BP plc (ADR) (NYSE:BP) has had a nice rally of late. Buoyed by rising Brent crude prices, the BP stock price has risen 20% just since mid-August, reaching a two-year high in the process.
But in a way, that run actually has confirmed my skepticism toward the stock, which I detailed back in February. Investors bearish on oil obviously would look elsewhere. Those bullish on oil, however, simply had much better plays.
That’s been the case as Brent has cleared the $60 level. Statoil ASA(ADR) (NYSE:STO) and Royal Dutch Shell plc (ADR) (NYSE:RDS.A,RDS.B) have provided similar returns over the past two months and far better performance year-to-date. Ecopetrol SA (ADR) (NYSE:EC) has gained 26% just in the last month, and once-struggling Petroleo Brasileiro SA Petrobras (ADR) (NYSE:PBR) has outperformed BP stock as well.

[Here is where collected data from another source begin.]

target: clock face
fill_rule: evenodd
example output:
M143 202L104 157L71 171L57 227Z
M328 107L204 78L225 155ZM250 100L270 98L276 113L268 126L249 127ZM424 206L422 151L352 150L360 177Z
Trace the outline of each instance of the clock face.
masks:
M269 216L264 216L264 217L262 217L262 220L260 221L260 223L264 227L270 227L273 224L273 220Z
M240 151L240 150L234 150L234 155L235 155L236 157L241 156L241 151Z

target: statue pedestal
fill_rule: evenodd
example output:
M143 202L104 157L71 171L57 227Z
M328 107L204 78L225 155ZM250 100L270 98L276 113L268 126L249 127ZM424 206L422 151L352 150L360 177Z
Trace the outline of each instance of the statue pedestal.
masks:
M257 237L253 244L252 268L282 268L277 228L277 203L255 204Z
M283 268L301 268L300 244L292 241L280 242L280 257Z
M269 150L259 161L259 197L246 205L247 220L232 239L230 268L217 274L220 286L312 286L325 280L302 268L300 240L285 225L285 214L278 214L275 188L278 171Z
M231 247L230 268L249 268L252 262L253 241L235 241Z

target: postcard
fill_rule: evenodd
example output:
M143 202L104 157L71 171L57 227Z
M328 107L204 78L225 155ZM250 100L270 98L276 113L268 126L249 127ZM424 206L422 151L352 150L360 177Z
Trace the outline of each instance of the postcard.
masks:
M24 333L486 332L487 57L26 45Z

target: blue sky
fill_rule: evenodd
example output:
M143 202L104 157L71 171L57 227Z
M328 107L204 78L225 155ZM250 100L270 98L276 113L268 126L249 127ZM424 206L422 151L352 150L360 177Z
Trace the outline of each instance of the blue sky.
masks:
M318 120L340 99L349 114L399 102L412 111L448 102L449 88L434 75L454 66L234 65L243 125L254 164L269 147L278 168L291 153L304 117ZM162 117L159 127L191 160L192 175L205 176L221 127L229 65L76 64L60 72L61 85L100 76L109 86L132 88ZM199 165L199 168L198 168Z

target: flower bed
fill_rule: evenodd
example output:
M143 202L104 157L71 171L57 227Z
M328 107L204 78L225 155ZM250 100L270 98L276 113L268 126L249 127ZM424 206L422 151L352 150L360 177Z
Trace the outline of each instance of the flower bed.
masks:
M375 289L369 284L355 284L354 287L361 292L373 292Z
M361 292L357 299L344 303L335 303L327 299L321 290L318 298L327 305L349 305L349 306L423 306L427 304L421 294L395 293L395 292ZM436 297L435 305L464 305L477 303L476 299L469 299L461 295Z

BP does offer an attractive dividend, which yields 5.9% even after the current gains. But it still has Deepwater Horizon liabilities left, and still has a higher breakeven point, and thus more risk, than most of its large-cap peers.
And there’s still the internal hedge between the company’s upstream exploration efforts and its downstream retail and chemical businesses. It’s a similar profile to Exxon Mobil Corporation (NYSE:XOM), and it creates the same problem for BP stock. Income investors might like BP (though XOM’s 3.7% yield looks much safer). But energy bulls have much better options.
BP Stock Isn’t a Bad Buy…
Without question, there are worse stocks in the market than BP. And BP has had an impressive year so far, including a strong Q3 earnings report. Coming out of the Q1 earnings report just six months ago, BP was guiding for breakeven free cash flow at $60 Brent. That figure already has come down to $49 – while Brent has risen to $63.

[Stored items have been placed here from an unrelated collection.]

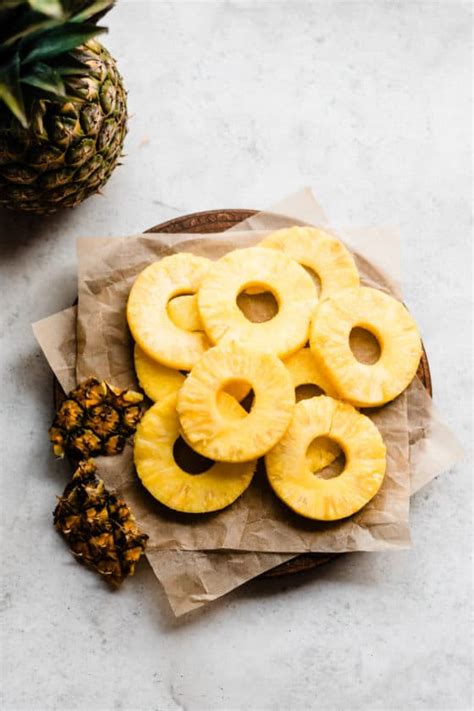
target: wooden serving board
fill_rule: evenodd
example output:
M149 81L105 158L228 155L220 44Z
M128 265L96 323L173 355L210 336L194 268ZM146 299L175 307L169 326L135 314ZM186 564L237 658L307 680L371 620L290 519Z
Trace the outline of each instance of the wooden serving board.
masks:
M183 215L182 217L175 217L167 222L162 222L159 225L150 227L146 230L148 233L153 232L168 232L168 233L178 233L178 232L191 232L191 233L201 233L201 234L212 234L213 232L224 232L230 227L234 227L242 220L246 220L252 215L255 215L258 210L206 210L205 212L194 212L190 215ZM428 357L426 355L425 349L423 348L423 353L420 360L420 365L418 367L418 377L425 386L426 390L432 396L432 384L431 384L431 373L428 363ZM54 403L57 409L58 405L64 399L65 394L59 384L59 382L54 379ZM290 573L300 573L306 570L311 570L318 565L327 563L328 561L338 558L341 554L334 553L303 553L302 555L289 560L287 563L269 570L263 573L261 577L280 577L282 575L288 575Z

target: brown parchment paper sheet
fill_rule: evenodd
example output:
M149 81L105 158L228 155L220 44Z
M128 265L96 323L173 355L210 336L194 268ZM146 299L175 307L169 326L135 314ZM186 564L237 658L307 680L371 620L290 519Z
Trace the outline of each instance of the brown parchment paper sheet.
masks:
M76 385L76 307L34 324L53 372L68 392ZM422 384L407 392L411 493L462 456L456 438L440 419ZM148 560L175 615L197 609L294 557L283 553L155 551Z

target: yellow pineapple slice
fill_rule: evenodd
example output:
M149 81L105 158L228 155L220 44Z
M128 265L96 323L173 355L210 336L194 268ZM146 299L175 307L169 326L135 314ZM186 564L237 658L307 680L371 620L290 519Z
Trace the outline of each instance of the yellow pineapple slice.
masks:
M168 301L168 315L184 331L204 331L196 294L183 294Z
M219 392L241 380L253 388L252 409L242 419L222 415ZM209 349L178 393L183 436L199 454L215 461L256 459L278 442L295 404L290 375L276 356L234 341Z
M379 342L380 358L359 362L351 351L353 328L363 328ZM421 340L413 318L392 296L361 287L321 301L311 324L311 350L341 399L359 407L393 400L415 377Z
M138 343L135 344L134 361L140 387L153 402L177 393L186 379L179 370L168 368L147 356Z
M182 252L150 264L135 280L127 303L127 321L140 348L169 368L190 370L208 348L204 333L179 328L167 305L175 296L195 293L211 262Z
M175 511L207 513L232 504L252 481L256 462L210 462L207 471L190 474L174 457L179 436L176 395L170 395L155 403L137 428L134 460L143 486Z
M339 476L313 474L306 452L317 437L336 441L346 462ZM359 511L380 489L386 469L382 436L366 415L325 395L297 403L291 424L265 456L268 480L293 511L318 521L337 521Z
M337 398L337 393L318 366L310 348L301 348L283 361L290 371L293 387L316 385L325 395Z
M272 319L255 323L244 316L237 297L249 288L273 294L279 310ZM201 319L213 343L231 337L281 358L308 340L316 303L316 287L304 269L285 254L260 247L237 249L219 259L198 292Z
M134 362L140 387L153 402L158 402L172 393L177 393L186 380L186 375L179 370L168 368L166 365L162 365L147 356L138 343L135 344ZM250 388L246 383L239 381L230 383L227 392L222 393L222 395L228 394L230 398L227 403L227 409L234 413L246 414L243 407L239 405L239 401L248 395L249 390ZM223 401L223 407L226 407L227 398L224 397Z
M357 289L359 272L343 243L315 227L290 227L277 230L260 242L261 247L278 249L295 259L319 278L320 299Z

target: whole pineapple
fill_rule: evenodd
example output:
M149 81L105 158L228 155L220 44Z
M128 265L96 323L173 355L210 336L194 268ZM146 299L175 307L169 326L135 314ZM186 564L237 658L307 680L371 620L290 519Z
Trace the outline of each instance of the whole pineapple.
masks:
M113 0L0 3L0 205L49 214L100 190L122 153L127 105L92 39Z

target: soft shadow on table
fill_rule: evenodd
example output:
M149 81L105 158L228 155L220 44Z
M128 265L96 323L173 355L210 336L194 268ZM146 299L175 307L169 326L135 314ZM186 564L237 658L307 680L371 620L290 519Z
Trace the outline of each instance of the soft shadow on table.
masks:
M15 259L31 244L48 239L51 232L70 222L70 213L33 215L0 208L0 259Z

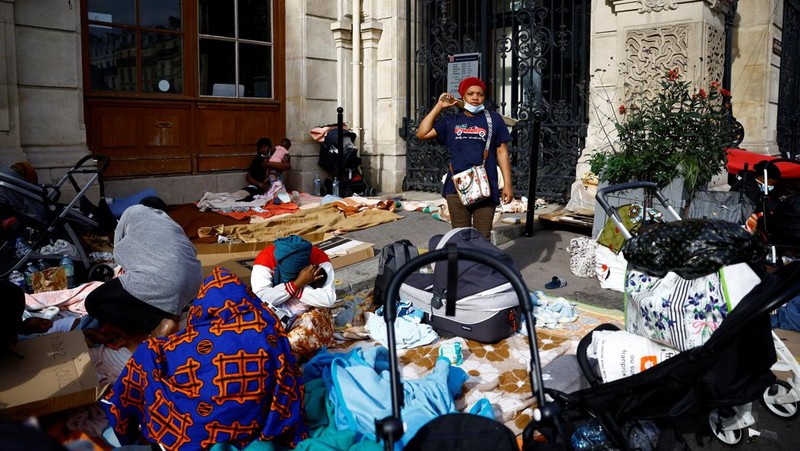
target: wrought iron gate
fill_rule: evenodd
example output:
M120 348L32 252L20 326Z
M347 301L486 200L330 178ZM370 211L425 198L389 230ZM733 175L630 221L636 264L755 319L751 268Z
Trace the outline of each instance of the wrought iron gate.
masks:
M778 91L778 148L784 158L800 159L800 0L783 3L781 75Z
M588 123L590 10L589 0L407 0L404 189L441 189L447 149L414 133L446 91L449 55L478 52L489 107L515 122L514 191L527 195L533 175L537 197L566 199Z

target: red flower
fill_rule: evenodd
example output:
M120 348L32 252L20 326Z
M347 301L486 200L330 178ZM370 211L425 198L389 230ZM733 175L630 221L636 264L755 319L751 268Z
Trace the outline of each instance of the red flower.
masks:
M711 82L711 87L714 88L714 89L719 88L719 82L718 81L712 81Z
M669 72L667 72L667 77L670 79L670 81L677 80L679 76L680 75L678 74L678 68L677 67L675 69L672 69Z
M619 106L619 114L625 114L625 105Z
M730 92L730 91L728 91L728 90L727 90L727 89L725 89L725 88L720 88L720 90L719 90L719 93L720 93L720 94L722 94L722 95L723 95L723 96L725 96L725 97L730 97L730 96L731 96L731 92Z
M708 94L706 94L706 90L705 90L705 89L703 89L703 88L700 88L700 97L702 97L702 98L704 98L704 99L705 99L706 97L708 97Z

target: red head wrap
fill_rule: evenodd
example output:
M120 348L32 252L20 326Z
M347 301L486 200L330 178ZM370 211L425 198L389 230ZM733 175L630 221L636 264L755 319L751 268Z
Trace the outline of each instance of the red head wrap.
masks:
M486 91L486 83L484 83L483 80L478 77L467 77L461 80L461 83L458 85L458 93L461 94L462 99L470 86L480 86L481 89Z

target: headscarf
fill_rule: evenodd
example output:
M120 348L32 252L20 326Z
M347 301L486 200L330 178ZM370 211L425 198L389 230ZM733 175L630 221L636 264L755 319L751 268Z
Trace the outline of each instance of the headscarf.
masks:
M18 161L11 165L11 169L20 175L28 183L36 185L39 183L39 176L36 175L36 169L33 168L27 161Z
M297 235L275 240L273 285L294 280L311 261L311 243Z
M484 83L483 80L478 77L467 77L461 80L461 83L458 85L458 93L461 94L462 99L470 86L480 86L481 89L486 91L486 83Z

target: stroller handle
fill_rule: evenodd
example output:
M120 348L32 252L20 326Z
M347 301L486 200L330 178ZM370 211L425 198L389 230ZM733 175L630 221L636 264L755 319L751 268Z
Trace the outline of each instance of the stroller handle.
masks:
M397 368L396 339L394 331L394 322L397 318L397 299L400 294L400 285L408 276L417 271L419 268L436 261L447 260L451 254L457 256L459 259L489 266L503 274L503 276L505 276L506 279L508 279L508 281L511 283L511 286L514 288L517 298L519 299L522 315L525 319L525 328L528 333L528 343L531 348L531 368L529 375L531 378L533 394L536 396L537 411L542 415L542 417L547 417L551 415L552 412L552 409L546 406L546 404L549 403L547 403L544 397L541 362L539 360L538 349L536 348L536 329L534 327L536 320L533 316L533 306L531 303L530 293L525 285L525 282L517 273L512 271L511 268L506 266L505 263L501 262L500 260L473 249L458 248L455 244L450 243L447 244L443 249L422 254L401 266L397 273L395 273L395 275L389 281L389 286L386 290L383 318L386 322L386 338L389 352L391 354L391 358L389 359L389 376L391 379L392 392L392 417L383 420L376 420L376 426L378 427L376 432L379 439L383 438L385 440L387 449L391 449L389 448L389 445L393 444L394 440L399 439L403 434L402 430L396 431L394 428L381 427L382 424L394 426L398 424L398 421L401 421L400 409L403 403L403 384L400 381L400 373ZM534 414L536 414L536 412L534 412Z
M597 194L595 194L594 196L595 199L600 204L600 207L603 209L603 211L606 212L608 217L611 218L611 222L613 222L614 225L619 228L620 233L622 233L622 236L624 236L626 240L630 239L632 235L628 231L628 229L622 224L622 218L619 217L619 213L617 212L616 207L612 207L608 203L607 197L611 193L616 193L619 191L628 191L632 189L644 189L652 191L653 195L656 196L656 199L658 199L661 205L663 205L664 208L667 210L667 213L672 217L672 220L680 221L681 217L678 214L678 212L675 211L674 208L672 208L672 205L670 205L667 198L664 197L664 194L658 188L658 185L653 182L626 182L598 189Z
M88 162L90 160L93 161L94 163L96 163L97 166L96 167L90 167L90 168L84 168L83 167L84 164L86 164L86 162ZM74 166L72 166L72 169L70 170L70 172L71 173L80 173L80 174L104 172L106 170L106 168L108 168L108 163L109 163L109 159L105 155L86 155L83 158L81 158L80 160L78 160L78 162L75 163Z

The company also announced its intent to start repurchasing shares on the Q3 call. As InvestorPlace contributor Bret Kenwell pointed out, the dividend itself had been in question ahead of the report. BP even moved to an optional ‘scrip’ dividend paid in shares of BP stock to ease some of the cash required for the payout. The move to buy back stock suggests management is much more confident in the dividend’s sustainability.
Meanwhile, Deepwater Horizon liabilities are trending down from a guided $5.5 billion in 2017 to just $2 billion in 2018 and $1 billion a year after that. That frees up more of the free cash flow generated by BP for shareholder returns and for development of new plays, including the major Khazzan gas field in Oman.

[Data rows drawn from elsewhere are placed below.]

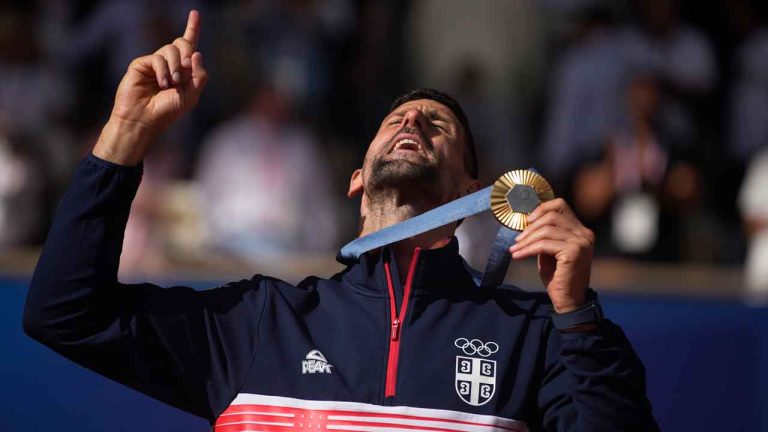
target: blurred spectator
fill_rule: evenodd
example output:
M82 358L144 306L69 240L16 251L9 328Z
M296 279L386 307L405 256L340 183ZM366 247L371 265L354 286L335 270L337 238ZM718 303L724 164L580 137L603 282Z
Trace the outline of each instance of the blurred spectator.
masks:
M273 83L295 101L297 114L321 114L329 93L329 43L352 26L349 1L263 0L230 6L224 12L227 49L239 57L239 72ZM252 78L244 82L256 85ZM239 91L237 86L230 90Z
M0 251L29 244L42 222L44 176L30 145L0 128Z
M74 1L50 2L48 18L60 20L55 32L59 38L49 47L55 56L74 68L88 57L106 55L109 82L113 88L136 57L148 54L150 41L146 15L152 3L144 0L103 0L91 13L71 25ZM55 13L54 13L55 11Z
M200 8L198 0L103 0L78 2L62 0L41 3L40 26L47 53L55 60L59 74L77 90L76 106L67 118L68 127L88 133L101 127L111 109L117 84L129 63L151 54L177 37L186 24L180 11ZM202 13L206 14L203 10ZM207 40L204 39L204 40ZM206 43L202 43L205 50ZM200 111L193 119L173 126L174 145L196 149L199 144ZM190 170L189 156L179 152L183 173Z
M753 27L736 52L728 150L742 164L768 144L768 27Z
M739 208L749 239L745 283L753 293L768 299L768 148L749 165L739 192Z
M248 109L205 140L198 178L210 237L245 258L331 251L334 201L325 157L290 96L262 85Z
M517 118L510 112L509 105L493 97L482 65L467 60L456 72L454 96L472 122L483 167L480 181L493 182L511 169L528 168L531 160L527 149L515 136L520 130L515 122Z
M663 98L658 121L674 139L692 142L696 108L717 78L715 56L707 38L679 20L676 0L637 0L640 25L623 32L622 45L631 70L652 71Z
M658 124L656 79L639 75L626 94L628 124L610 135L598 162L579 170L574 207L597 232L597 253L677 260L683 214L698 202L699 173L672 158L674 142Z
M169 268L165 250L166 238L162 230L165 186L166 181L154 175L142 177L123 238L123 250L120 254L121 277L160 274ZM187 211L192 212L194 209Z
M310 176L291 179L299 171L312 171L309 183L327 189L329 178L346 178L362 156L364 146L357 143L369 138L381 111L409 83L446 89L462 102L485 158L485 181L510 168L534 165L559 195L573 191L572 203L606 233L599 237L607 242L601 253L735 261L743 239L717 239L716 233L732 232L740 222L734 197L743 169L719 157L716 140L724 130L720 147L739 168L768 142L768 27L759 13L765 12L761 3L723 3L718 8L682 0L5 2L0 5L5 227L0 229L12 232L14 240L6 244L40 239L57 192L81 156L77 143L92 145L91 134L106 119L128 62L183 28L185 14L179 11L203 7L204 19L216 29L201 41L212 80L200 106L165 134L160 152L147 160L146 185L126 234L124 259L134 262L135 269L153 271L178 258L183 247L167 234L169 226L181 225L180 219L169 219L166 207L173 201L177 209L194 208L195 184L177 186L177 180L188 178L195 167L201 178L217 173L204 182L210 197L204 202L221 199L230 203L221 208L244 209L243 216L238 213L229 221L219 207L209 206L212 230L250 230L267 237L272 233L260 232L267 221L277 227L274 231L293 230L291 239L311 237L301 246L304 240L275 240L282 234L242 242L249 246L227 241L225 246L255 254L261 251L250 251L251 244L267 245L267 253L332 245L325 234L314 238L304 232L303 220L295 216L308 207L307 199L296 200L292 191ZM723 10L726 17L712 16ZM686 20L679 18L680 11ZM625 19L633 24L625 25ZM733 80L726 71L724 82L717 82L713 48L689 22L713 37L722 64L732 61ZM718 26L729 23L736 37L724 41ZM569 39L561 55L563 35ZM541 86L543 59L552 57L557 60L550 84ZM271 88L260 87L263 81ZM635 102L627 105L623 99L629 82ZM254 88L259 89L256 97ZM728 102L725 113L718 105L721 95ZM265 108L270 98L280 101L277 107ZM276 114L281 104L289 106L289 114ZM536 118L541 107L546 107L543 131ZM716 117L723 114L725 119ZM539 134L541 148L527 139ZM200 151L203 137L205 152ZM286 155L273 148L273 141L290 143L277 146ZM323 142L322 149L317 142ZM245 149L243 157L238 146ZM294 148L300 150L288 150ZM270 162L256 169L265 163L261 149L268 158L278 152L286 160L282 168ZM248 160L250 154L256 162ZM330 157L330 163L315 161L322 156ZM226 172L230 166L233 173ZM28 172L38 175L30 180ZM270 183L270 175L281 180ZM235 184L219 184L210 180L213 176ZM26 191L22 195L19 184ZM264 185L269 185L266 191ZM253 200L244 197L249 188L256 191ZM292 202L282 203L277 195L291 196ZM723 201L723 196L729 198ZM326 214L323 203L328 200L318 201L311 206L313 214ZM181 216L194 221L187 227L197 226L194 214L189 210ZM338 228L349 228L344 231L351 236L354 215L346 217L350 220ZM333 219L313 219L330 227L318 232L335 239ZM9 220L15 228L7 228ZM622 228L621 221L630 228ZM18 225L22 222L29 226ZM462 252L482 264L496 228L492 219L468 219L459 232L465 239ZM205 241L205 232L192 235L190 229L179 229L177 237L194 238L195 245ZM636 234L634 240L616 243L630 233ZM638 243L654 237L653 245ZM711 254L712 249L722 253Z
M76 1L46 2L43 13L49 21L46 25L48 49L70 68L103 55L107 84L114 89L131 60L150 54L159 47L159 41L166 41L176 33L176 28L183 28L185 15L179 12L199 9L199 3L196 0L101 0L92 3L86 16L73 23Z
M407 86L443 89L469 109L478 154L492 161L481 170L488 177L530 166L525 138L542 63L537 2L422 0L408 9Z
M34 9L0 5L0 248L42 240L47 194L70 173L72 91L44 54Z
M0 123L13 134L42 137L72 95L43 58L32 17L0 7Z
M422 0L410 2L409 9L403 48L413 87L455 93L454 77L471 59L497 100L521 102L512 96L540 51L535 1Z
M141 186L131 206L131 216L123 236L123 251L120 255L120 276L161 274L169 269L173 260L171 254L172 230L184 229L178 221L168 220L168 206L174 201L173 179L177 178L181 158L179 146L168 139L173 135L164 134L152 144L152 151L144 159ZM90 148L88 149L90 151ZM191 217L199 214L197 203L187 203L185 212ZM176 222L175 225L172 224ZM199 228L199 227L198 227ZM196 237L187 230L186 236ZM196 250L186 251L182 257L192 261L201 253L202 245Z
M596 6L579 15L574 41L553 75L540 159L558 186L600 154L622 120L626 65L608 9Z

And, of course, the recent strength in Brent crude, in particular, bodes well. With the BP stock price trading at 17.5x 2018 EPS estimates, a substantial discount to US-based peers like XOM and Chevron Corporation (NYSE:CVX), there is a bull case to be made for BP stock.
…But Others Are Better
All that said, I’m still not sure BP is a great play on oil prices or necessarily a safe income stock. The gains since August are nice, but investors actually could have purchased Brent though an ETF like United States Brent Oil Fund LP (NYSEARCA:BNO) and done better. BNO is up 25%+ since mid-August.
The Deepwater Horizon liabilities are receding but still total billions going forward. As for the share buyback, the news isn’t quite what headlines suggest. BP’s repurchase program is intended only to offset the dilution from the scrip dividend. Essentially, the company is committing to funding the dividend in full in a roundabout way. The cash that would have gone to the 20% of investors (per the Q3 conference call) who are choosing the scrip dividend instead will go to buy back those issued shares in the open market. BP’s buyback isn’t reducing the float or helping EPS growth.
I still think the bull case for BP simply is too narrow. The dividend is safer than thought, but not necessarily safe, particularly if Brent pulls back. Further gains in Brent prices will help BP stock. But they will boost other stocks more, as seen so far this year. XOM stock offers the same upstream/downstream diversification without the Deepwater Horizon headache and with much less of the in-country risk BP is taking in markets like Egypt, Oman, and Russia.
Again, BP isn’t a bad stock, and the BP stock price is reasonable. But whatever investors are looking for, I still believe they can get more of it elsewhere.
As of this writing, Vince Martin has no positions in any securities mentioned.